In [1]:
import pandas as pd
import numpy as np
import matplotlib.pyplot as plt
import pickle as pkl
from embedding_manager import *

EMBEDDING_TEXT_TYPE = "long"

In [2]:
data = pd.read_csv("data/transformed_attribute_data.csv")
data

Unnamed: 0,cod_modelo_color,cane_height_type,closure_placement,heel_shape_type,knit_structure,length_type,neck_lapel_type,silhouette_type,sleeve_length_type,toecap_type,waist_type,woven_structure
0,81_1034451,INVALID,INVALID,INVALID,INVALID,INVALID,Hawaiano/Bowling,Regular,Corta,INVALID,INVALID,INVALID
1,81_1034525,INVALID,INVALID,INVALID,INVALID,INVALID,Hawaiano/Bowling,Regular,Corta,INVALID,INVALID,INVALID
2,81_1035318,INVALID,INVALID,INVALID,INVALID,Largo,INVALID,INVALID,INVALID,INVALID,INVALID,INVALID
3,81_1035321,INVALID,INVALID,INVALID,INVALID,Largo,INVALID,INVALID,INVALID,INVALID,INVALID,INVALID
4,81_1035361,INVALID,INVALID,INVALID,INVALID,Largo,Capucha,INVALID,INVALID,INVALID,INVALID,INVALID
...,...,...,...,...,...,...,...,...,...,...,...,...
33438,86_9893076,INVALID,INVALID,INVALID,INVALID,Standard,Redondo,Slim,Tirante Fino,INVALID,INVALID,Ligero
33439,86_9893077,INVALID,INVALID,INVALID,INVALID,Standard,Redondo,Slim,Tirante Fino,INVALID,INVALID,Ligero
33440,86_9893868,INVALID,INVALID,INVALID,INVALID,Standard,Redondo,Slim,Tirante Fino,INVALID,INVALID,Ligero
33441,86_9893898,INVALID,Cierre Delantero,INVALID,INVALID,Standard,Pico,Recto,INVALID,INVALID,INVALID,Medio


In [3]:
def get_df_processed(data, attr_slice, N_min=5, embedding_kind="long"):
    df = data[["cod_modelo_color", attr_slice]].copy()

    df = add_embeddings_to_df(df)
    df = add_attr_sim(df, embedding_kind=embedding_kind)
    df = add_subattr_sim(df, attr_slice, embedding_kind=embedding_kind)

    df = df.drop(columns=["cod_modelo_color"])

    # drop all attributes that appear less than N_min times
    drop_vals = df[attr_slice].value_counts()[df[attr_slice].value_counts() < N_min].index
    df = df[~df[attr_slice].isin(drop_vals)]

    return df

In [4]:
df = get_df_processed(data, "woven_structure")
print(data.shape)
print(df.shape)

(33443, 12)
(61482, 7)


In [5]:
import xgboost as xgb
from sklearn.model_selection import train_test_split
from sklearn.metrics import accuracy_score
from sklearn.preprocessing import LabelEncoder

all_attrs = data.columns[1:]
models = {}
accuracies = {}
label_encoders = {}

for attr in all_attrs:
    df = get_df_processed(data, attr, embedding_kind=EMBEDDING_TEXT_TYPE)
    # df = df[df[attr] != "INVALID"].reset_index(drop=True)

    # define the features and target
    X = df.drop(columns=[attr, "embedding"])
    y = df[attr]

    # encode the target variable
    label_encoder = LabelEncoder()
    y_encoded = label_encoder.fit_transform(y)

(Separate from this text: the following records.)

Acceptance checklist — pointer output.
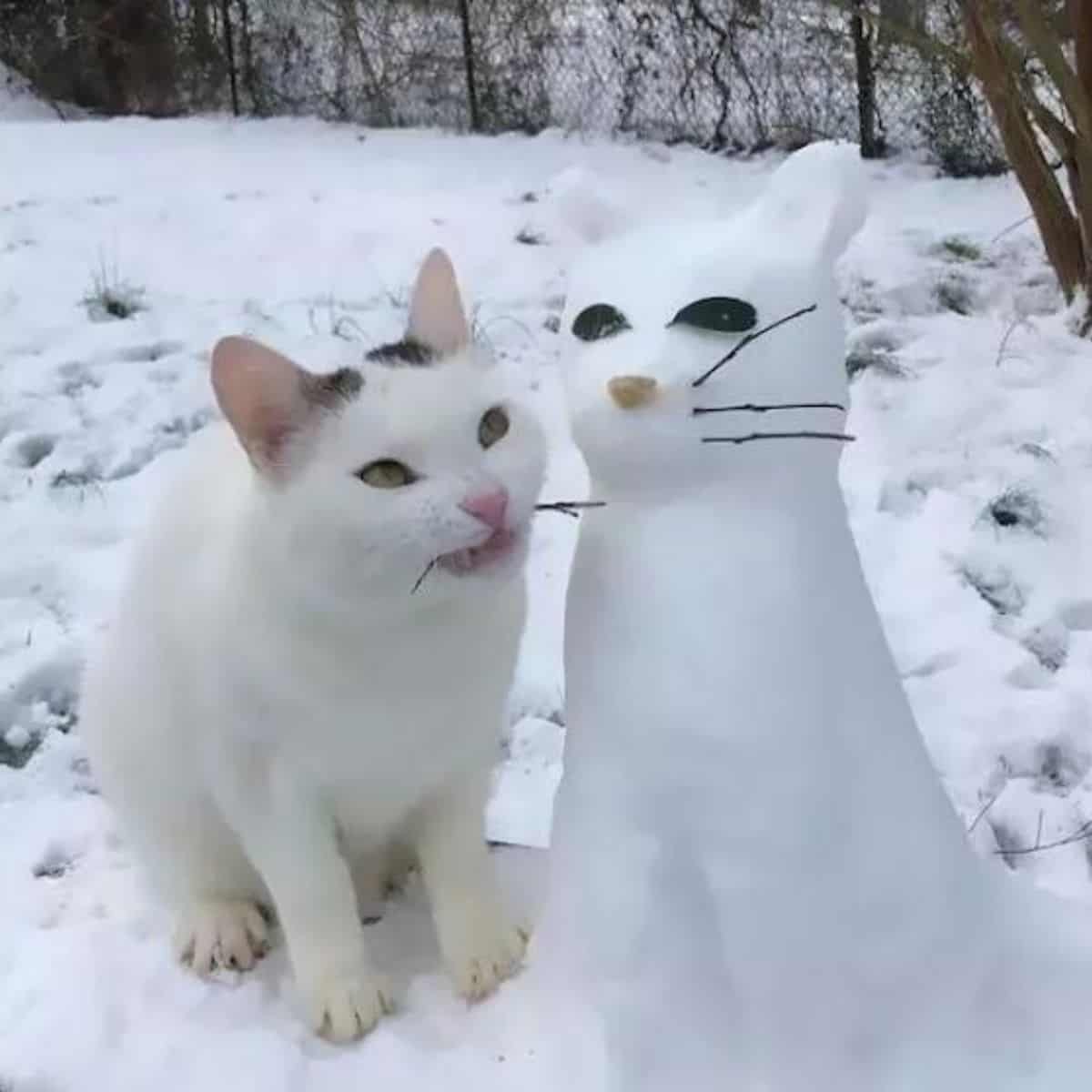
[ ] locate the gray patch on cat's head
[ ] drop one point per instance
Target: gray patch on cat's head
(334, 389)
(402, 354)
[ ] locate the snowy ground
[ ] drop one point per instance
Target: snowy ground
(970, 492)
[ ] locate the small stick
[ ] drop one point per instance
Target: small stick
(845, 438)
(1081, 834)
(749, 339)
(756, 408)
(569, 507)
(420, 579)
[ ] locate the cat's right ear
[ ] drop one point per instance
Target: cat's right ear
(437, 318)
(268, 399)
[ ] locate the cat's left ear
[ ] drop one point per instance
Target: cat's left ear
(819, 197)
(437, 319)
(268, 399)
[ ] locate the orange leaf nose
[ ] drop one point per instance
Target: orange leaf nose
(629, 392)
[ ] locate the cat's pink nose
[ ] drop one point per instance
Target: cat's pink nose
(489, 507)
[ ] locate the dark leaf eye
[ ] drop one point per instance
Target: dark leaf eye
(387, 474)
(720, 314)
(599, 321)
(492, 427)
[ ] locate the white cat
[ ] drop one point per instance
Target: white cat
(284, 708)
(758, 880)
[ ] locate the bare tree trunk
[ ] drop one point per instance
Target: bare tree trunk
(872, 143)
(225, 14)
(1057, 224)
(1080, 25)
(464, 16)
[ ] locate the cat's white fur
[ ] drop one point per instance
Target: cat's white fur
(278, 716)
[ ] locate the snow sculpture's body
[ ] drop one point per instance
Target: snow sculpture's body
(758, 878)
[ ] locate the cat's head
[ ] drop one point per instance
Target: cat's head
(419, 460)
(649, 316)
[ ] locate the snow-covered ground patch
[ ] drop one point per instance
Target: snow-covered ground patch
(126, 248)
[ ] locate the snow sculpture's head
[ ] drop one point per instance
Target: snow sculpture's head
(650, 316)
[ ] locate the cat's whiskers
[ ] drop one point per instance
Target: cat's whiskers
(752, 337)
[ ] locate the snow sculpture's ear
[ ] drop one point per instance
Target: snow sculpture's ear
(437, 319)
(587, 207)
(818, 197)
(268, 399)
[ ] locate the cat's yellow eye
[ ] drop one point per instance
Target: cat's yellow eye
(492, 427)
(387, 474)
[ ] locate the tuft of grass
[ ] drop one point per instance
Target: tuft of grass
(954, 293)
(112, 298)
(876, 359)
(530, 238)
(960, 249)
(1016, 509)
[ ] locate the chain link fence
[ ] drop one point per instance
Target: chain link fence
(724, 75)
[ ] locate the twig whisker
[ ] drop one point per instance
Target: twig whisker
(420, 579)
(569, 507)
(753, 337)
(844, 437)
(760, 408)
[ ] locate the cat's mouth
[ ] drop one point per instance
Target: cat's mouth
(472, 558)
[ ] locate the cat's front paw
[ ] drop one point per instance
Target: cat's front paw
(347, 1005)
(222, 933)
(481, 951)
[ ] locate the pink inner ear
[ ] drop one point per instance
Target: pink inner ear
(262, 396)
(437, 319)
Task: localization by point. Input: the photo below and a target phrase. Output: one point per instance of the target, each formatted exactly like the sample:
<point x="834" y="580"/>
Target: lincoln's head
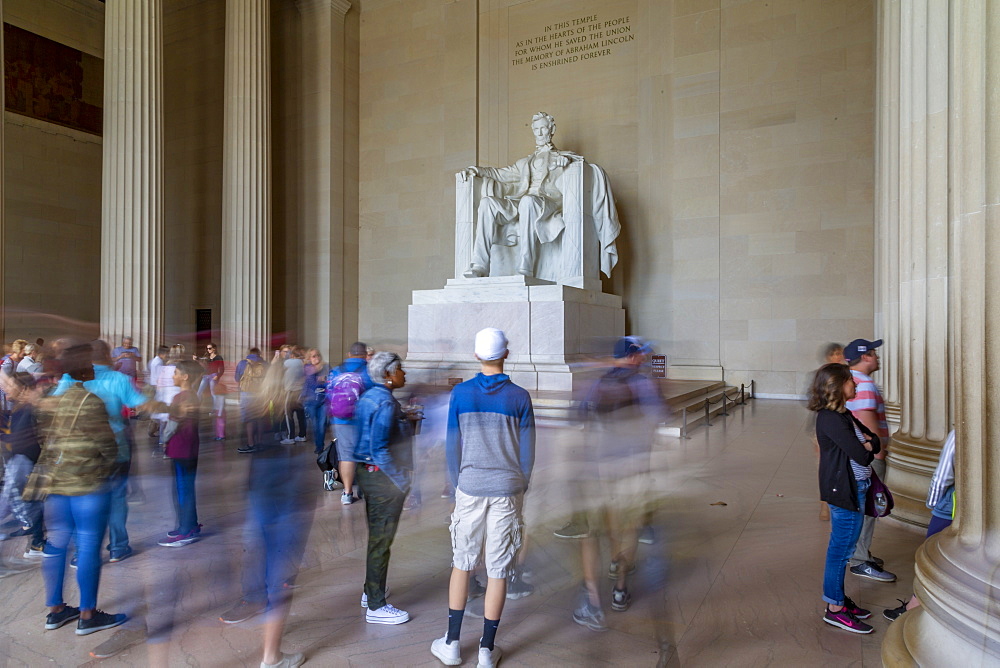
<point x="543" y="127"/>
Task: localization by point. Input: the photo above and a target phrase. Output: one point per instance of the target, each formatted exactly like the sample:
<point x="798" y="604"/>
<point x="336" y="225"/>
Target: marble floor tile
<point x="722" y="585"/>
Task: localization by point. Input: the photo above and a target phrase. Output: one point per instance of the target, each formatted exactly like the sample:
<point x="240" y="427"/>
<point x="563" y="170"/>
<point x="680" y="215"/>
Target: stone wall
<point x="738" y="137"/>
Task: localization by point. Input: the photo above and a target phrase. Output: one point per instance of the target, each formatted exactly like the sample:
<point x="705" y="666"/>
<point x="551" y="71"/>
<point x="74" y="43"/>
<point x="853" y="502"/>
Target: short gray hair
<point x="382" y="364"/>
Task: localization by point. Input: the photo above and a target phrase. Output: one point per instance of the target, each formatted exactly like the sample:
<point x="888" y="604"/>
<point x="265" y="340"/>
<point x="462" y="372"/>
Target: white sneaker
<point x="488" y="659"/>
<point x="387" y="614"/>
<point x="364" y="597"/>
<point x="449" y="655"/>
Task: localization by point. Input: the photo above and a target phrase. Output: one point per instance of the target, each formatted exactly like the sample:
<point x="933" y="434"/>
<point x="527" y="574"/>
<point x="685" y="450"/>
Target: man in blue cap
<point x="868" y="407"/>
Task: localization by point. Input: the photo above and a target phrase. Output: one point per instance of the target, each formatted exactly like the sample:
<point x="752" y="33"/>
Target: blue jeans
<point x="316" y="412"/>
<point x="118" y="512"/>
<point x="845" y="527"/>
<point x="184" y="496"/>
<point x="83" y="519"/>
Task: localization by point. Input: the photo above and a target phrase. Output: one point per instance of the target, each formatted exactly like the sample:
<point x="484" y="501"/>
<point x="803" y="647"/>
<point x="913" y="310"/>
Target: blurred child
<point x="182" y="444"/>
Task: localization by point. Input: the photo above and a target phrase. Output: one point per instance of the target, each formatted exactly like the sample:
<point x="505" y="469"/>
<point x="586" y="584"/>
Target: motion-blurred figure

    # split the data into train and test sets
    X_train, X_test, y_train, y_test = train_test_split(X, y_encoded, test_size=0.05, random_state=42, stratify=y_encoded)

    # define the model
    model = xgb.XGBClassifier(objective="multi:softmax", num_class=len(y.unique()))
    model.fit(X_train, y_train)

    # make predictions
    y_pred = model.predict(X_test)

    # calculate accuracy
    accuracy = accuracy_score(y_test, y_pred)
    print(f"Accuracy for {attr}: {accuracy}")

    models[attr] = model
    label_encoders[attr] = label_encoder
    accuracies[attr] = accuracy

mean_accuracy = np.mean(list(accuracies.values()))
print(f"===  Mean accuracy: {mean_accuracy}  ===")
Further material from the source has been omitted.